Causes, symptoms, first aid and diagnosis of gastrointestinal bleeding

What is gastrointestinal bleeding?

Gastrointestinal bleeding (ZHKK) is the outflow of blood from blood vessels damaged by the disease in the cavity of the organs of the gastrointestinal tract. Gastrointestinal bleeding is a common and serious complication of a wide range of pathologies of the gastrointestinal tract, posing a threat to the health and even life of the patient. The volume of blood loss can reach 3-4 liters, so this bleeding requires emergency medical care.

In gastroenterology, gastrointestinal bleeding is the 5th most common after appendicitis, pancreatitis, cholecystitis, and strangulated hernia.

The source of bleeding can be any part of the gastrointestinal tract.
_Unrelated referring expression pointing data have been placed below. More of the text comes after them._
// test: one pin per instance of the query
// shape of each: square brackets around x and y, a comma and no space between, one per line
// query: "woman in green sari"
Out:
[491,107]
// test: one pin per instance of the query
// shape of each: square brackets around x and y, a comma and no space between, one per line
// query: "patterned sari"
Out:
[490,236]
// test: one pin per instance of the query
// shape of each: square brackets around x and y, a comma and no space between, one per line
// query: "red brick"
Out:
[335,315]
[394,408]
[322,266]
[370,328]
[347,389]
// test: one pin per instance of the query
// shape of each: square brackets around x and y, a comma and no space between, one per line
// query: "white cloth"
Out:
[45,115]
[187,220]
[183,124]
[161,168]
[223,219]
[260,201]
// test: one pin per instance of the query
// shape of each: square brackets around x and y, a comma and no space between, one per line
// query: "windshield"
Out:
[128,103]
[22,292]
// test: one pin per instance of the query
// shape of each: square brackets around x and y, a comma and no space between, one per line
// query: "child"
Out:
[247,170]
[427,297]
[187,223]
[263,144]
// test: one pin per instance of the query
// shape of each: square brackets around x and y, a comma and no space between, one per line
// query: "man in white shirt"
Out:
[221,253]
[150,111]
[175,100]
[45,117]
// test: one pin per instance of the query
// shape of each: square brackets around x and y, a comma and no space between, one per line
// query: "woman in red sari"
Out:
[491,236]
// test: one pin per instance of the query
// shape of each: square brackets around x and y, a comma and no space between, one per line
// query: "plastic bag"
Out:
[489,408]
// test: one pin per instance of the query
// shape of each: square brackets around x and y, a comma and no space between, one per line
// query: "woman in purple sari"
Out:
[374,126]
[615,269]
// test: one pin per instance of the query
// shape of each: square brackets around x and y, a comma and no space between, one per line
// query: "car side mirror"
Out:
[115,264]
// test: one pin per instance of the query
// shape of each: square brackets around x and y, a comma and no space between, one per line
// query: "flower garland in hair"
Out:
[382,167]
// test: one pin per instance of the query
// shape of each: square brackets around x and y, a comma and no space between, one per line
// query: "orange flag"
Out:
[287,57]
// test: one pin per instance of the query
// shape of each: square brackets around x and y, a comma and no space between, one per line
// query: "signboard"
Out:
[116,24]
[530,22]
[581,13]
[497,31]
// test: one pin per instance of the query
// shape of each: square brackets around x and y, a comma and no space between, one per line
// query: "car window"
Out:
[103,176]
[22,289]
In this regard, bleeding from the upper gastrointestinal tract (from the esophagus, stomach, duodenum) and lower gastrointestinal tract (small and large intestines, rectum) are distinguished.

According to the etiological basis, ulcerative and non-ulcerative gastrointestinal tracts are distinguished, according to the nature of the bleeding itself – acute and chronic, according to the clinical picture – obvious and hidden, according to the duration – single and recurrent.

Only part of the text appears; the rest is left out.